Comment ? En encourageant l’éducation, gratuitement.

Ce ne sont pas elles qui le disent, c’est l’Organisation de coopération et de développement économiques (OCDE) : une société qui investit dans sa littératie – la maîtrise de connaissances de base par la population, comme la lecture, mais aussi le calcul – investit directement dans son produit intérieur brut (PIB). Pour chaque augmentation de 1 % du taux de littératie, on augmente par 1,5 % le PIB par habitant. Et les bibliothèques, au même titre que les écoles, participent directement à cet exercice.

Pas étonnant que Louis Vachon, président et chef de la direction de la Banque Nationale, ait accepté de prêter sa voix à une vaste campagne publicitaire lancée hier par le réseau des bibliothèques pour faire reconnaître leur importance, le rôle moteur qu’elles jouent à de multiples égards. « Ce sont des leviers de développement économique et social », dit-il. « Lieu d’émerveillement et de découverte », ajoute Martin Carrier, chef du studio de jeux de Warner Brothers à Montréal.

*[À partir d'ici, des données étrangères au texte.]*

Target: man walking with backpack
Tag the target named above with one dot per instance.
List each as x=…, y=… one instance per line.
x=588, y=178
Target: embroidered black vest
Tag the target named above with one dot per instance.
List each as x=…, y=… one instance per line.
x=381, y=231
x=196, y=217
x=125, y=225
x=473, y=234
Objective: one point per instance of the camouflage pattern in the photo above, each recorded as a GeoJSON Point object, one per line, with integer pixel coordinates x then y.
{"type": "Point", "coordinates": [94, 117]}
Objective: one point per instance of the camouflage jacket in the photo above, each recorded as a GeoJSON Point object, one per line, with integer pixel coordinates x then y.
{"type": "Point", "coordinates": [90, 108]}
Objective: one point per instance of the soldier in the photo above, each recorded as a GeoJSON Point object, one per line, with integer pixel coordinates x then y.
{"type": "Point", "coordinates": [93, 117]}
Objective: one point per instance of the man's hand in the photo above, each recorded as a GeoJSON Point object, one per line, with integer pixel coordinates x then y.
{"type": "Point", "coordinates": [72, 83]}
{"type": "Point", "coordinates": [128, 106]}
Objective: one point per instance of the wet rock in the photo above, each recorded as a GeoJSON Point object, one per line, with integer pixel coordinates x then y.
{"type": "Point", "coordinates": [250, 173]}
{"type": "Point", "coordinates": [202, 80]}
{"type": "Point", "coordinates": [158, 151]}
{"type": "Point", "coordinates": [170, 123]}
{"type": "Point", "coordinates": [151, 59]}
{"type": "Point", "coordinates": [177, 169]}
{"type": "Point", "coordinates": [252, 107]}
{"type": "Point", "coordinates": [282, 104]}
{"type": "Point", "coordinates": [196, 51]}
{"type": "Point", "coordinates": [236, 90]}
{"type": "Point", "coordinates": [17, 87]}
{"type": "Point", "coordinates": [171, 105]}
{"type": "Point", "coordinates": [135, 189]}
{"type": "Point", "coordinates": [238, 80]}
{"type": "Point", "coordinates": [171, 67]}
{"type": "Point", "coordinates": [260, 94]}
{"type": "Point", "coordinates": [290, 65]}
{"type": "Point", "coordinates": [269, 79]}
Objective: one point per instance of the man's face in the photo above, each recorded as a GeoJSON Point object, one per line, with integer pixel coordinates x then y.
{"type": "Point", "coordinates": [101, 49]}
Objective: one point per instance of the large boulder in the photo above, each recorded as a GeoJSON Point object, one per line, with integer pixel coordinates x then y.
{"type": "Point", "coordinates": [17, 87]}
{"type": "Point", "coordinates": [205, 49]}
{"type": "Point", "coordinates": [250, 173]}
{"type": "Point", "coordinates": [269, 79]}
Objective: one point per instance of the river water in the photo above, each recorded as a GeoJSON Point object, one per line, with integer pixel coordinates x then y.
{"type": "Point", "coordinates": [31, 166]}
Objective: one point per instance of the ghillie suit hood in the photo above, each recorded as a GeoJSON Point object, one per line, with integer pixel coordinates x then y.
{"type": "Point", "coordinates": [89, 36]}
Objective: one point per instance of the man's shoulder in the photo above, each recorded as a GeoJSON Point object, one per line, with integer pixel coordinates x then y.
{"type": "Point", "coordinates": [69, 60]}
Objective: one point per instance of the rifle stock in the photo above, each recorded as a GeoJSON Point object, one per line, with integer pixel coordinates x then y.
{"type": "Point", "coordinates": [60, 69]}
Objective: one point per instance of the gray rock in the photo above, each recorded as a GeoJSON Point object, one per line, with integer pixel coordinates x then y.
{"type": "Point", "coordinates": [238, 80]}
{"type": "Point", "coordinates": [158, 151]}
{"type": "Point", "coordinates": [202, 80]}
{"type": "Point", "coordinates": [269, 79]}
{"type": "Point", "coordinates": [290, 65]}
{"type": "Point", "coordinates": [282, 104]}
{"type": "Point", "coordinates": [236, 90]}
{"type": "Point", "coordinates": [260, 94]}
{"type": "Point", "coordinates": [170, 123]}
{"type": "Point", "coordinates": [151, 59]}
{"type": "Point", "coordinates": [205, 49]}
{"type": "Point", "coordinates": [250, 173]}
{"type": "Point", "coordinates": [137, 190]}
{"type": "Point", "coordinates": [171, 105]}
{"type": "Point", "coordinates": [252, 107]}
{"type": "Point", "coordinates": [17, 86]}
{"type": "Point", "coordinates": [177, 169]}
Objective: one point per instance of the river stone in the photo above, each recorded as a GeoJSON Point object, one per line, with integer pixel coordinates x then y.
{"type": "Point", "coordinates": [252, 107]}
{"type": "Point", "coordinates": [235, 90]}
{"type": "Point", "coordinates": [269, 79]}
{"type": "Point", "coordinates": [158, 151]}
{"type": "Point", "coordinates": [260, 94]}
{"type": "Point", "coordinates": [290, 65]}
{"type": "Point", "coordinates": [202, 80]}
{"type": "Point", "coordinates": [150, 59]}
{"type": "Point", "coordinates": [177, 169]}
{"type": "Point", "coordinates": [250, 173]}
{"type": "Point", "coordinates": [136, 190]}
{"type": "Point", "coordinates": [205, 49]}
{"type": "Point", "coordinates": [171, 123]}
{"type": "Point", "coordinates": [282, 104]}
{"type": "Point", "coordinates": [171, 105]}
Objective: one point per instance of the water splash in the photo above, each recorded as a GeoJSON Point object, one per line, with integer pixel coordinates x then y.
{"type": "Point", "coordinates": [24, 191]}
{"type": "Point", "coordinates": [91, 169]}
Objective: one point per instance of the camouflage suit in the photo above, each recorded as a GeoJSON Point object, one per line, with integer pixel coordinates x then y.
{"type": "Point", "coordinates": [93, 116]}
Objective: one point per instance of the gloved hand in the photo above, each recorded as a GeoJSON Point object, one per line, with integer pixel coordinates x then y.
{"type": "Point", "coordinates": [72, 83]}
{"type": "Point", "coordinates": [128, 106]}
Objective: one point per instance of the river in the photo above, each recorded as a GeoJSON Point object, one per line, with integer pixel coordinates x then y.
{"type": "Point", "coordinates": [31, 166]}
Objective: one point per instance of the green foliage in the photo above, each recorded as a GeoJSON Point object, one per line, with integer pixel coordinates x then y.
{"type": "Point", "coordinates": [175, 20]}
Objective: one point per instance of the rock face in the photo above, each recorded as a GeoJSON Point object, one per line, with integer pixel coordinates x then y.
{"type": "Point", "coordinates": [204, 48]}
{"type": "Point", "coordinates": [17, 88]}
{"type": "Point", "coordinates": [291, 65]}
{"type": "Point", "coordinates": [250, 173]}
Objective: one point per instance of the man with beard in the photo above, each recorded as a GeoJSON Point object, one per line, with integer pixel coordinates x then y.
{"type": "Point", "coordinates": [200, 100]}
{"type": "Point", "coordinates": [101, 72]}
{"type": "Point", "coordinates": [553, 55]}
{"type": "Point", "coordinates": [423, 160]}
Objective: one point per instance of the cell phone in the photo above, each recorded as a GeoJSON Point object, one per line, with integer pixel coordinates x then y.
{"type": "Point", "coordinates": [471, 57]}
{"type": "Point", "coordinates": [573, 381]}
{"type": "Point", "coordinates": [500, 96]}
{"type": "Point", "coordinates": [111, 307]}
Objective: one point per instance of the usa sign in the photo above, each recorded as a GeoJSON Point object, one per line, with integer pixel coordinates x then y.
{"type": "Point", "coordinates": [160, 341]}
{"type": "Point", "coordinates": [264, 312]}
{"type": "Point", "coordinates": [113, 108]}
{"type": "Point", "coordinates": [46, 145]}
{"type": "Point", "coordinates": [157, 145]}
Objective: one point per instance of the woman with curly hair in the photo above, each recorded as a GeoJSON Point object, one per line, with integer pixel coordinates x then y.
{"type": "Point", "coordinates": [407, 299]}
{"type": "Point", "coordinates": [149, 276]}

Au-delà du lieu pour lire, pour écouter de la musique, pour consulter des tas de journaux gratuitement, et au-delà de leur rôle économique direct – emplois et achat de contenu ! – les bibliothèques sont un point de départ. Elles sont là pour créer de nouvelles connexions dans nos cerveaux, le genre qui nous aide à inventer, à mieux communiquer, à mieux analyser et à mieux penser, bref, à mieux contribuer à la collectivité.

On est habitué d’entendre les artistes défendre la culture, mais cette fois les gens d’affaires aussi se sont sentis interpellés. Serait-ce parce que comme bien d’autres, ils ont mal digéré les propos de 2014 de cet ancien ministre de l’Éducation, Yves Bolduc, qui trouvait franchement peu essentiel l’achat de nouveaux livres pour remplir les bibliothèques scolaires ? Cette année, c’est plutôt le ministre qui est allé porter à la mi-octobre une déclaration commune des bibliothèques sur leur importance dans la société.

La campagne qui vient en appui à cette démarche a pris le chemin des réseaux sociaux, et veut éveiller la population, d’abord et avant tout, à l’existence même des bibliothèques et aux services qu’elles offrent.

« Au Québec, la population compte 32 % d’abonnés à une bibliothèque : aux États-Unis, c’est 54 %, en Ontario et en Colombie-Britannique, plus de 40 %. On veut réduire cet écart. »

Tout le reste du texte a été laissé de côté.